Read Along — Story Text
The year was 1912, and Savannah, Georgia hummed with the smell of magnolias and the sound of horse-drawn carriages clattering over cobblestones. In a grand house on a quiet street, a woman named Juliette Gordon Low pressed a telephone receiver to her ear and listened as hard as she could. Listening was never easy for Juliette. She had lost most of her hearing years before, when a grain of rice thrown at her wedding had lodged in her ear and gone wrong. The world often came to her muffled, as though heard through thick curtains.
But on this spring afternoon, she heard something perfectly clear — an idea that made her heart leap.
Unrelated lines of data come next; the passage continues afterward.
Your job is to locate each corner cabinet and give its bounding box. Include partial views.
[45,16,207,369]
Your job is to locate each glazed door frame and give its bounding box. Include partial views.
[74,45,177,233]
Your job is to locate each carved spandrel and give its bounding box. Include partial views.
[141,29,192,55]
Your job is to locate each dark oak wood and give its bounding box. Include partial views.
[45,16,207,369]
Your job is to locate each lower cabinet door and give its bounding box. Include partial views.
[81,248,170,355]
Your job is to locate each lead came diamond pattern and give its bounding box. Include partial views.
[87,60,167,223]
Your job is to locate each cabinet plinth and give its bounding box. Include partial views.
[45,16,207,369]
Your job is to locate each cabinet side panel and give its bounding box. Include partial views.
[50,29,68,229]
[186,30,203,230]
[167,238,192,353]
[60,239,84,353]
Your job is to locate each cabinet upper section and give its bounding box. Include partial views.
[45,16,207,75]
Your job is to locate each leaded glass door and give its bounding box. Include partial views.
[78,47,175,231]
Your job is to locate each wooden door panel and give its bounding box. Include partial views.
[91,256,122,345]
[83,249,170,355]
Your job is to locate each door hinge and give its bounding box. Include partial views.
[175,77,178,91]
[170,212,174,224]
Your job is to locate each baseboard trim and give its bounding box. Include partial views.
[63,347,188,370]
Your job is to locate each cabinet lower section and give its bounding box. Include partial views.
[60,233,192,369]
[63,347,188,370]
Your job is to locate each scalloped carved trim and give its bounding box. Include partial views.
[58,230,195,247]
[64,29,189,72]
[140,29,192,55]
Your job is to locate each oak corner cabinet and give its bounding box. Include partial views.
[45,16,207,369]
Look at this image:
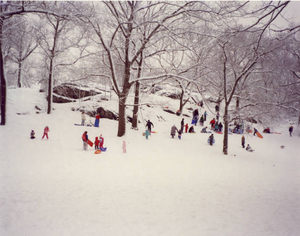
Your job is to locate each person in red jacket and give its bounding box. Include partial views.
[99,134,104,148]
[94,137,100,150]
[82,131,89,150]
[42,126,50,139]
[185,123,189,133]
[94,113,100,127]
[209,118,216,129]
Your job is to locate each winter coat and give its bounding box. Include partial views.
[242,136,246,144]
[146,120,154,131]
[95,137,100,147]
[189,126,195,133]
[82,133,89,142]
[193,109,199,117]
[44,126,50,134]
[200,116,204,123]
[100,137,104,147]
[171,125,178,135]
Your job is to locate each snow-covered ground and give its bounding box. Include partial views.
[0,89,300,236]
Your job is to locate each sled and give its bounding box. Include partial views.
[74,124,93,127]
[88,140,94,147]
[256,131,264,138]
[207,138,215,144]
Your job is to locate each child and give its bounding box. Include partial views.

She had just returned from England, where she had met Robert Baden-Powell, the founder of the Boy Scouts. He had told her about troops of girls in Britain who were learning to camp, to navigate by the stars, to tend to the sick, and to serve their communities. Girls who were discovering that they were strong and capable and needed by the world.
Juliette thought of the girls she knew back home in Savannah. Girls who were told to sit quietly. Girls who were told that adventure was for boys. Girls who had never been shown what they could truly do.
She picked up that telephone and called her cousin. The words she spoke have been remembered ever since. "Come right over," she said. "I have something for the girls of Savannah, and all of America, and all the world, and we are going to start it tonight."
And she did.
That very evening, Juliette gathered eighteen girls in her carriage house. She spread a map across a wooden table and talked about trails and stars and first aid and courage. She talked about service — about going out into your neighborhood and truly helping. She talked about becoming someone the world could count on.
The girls leaned in. Their eyes went wide.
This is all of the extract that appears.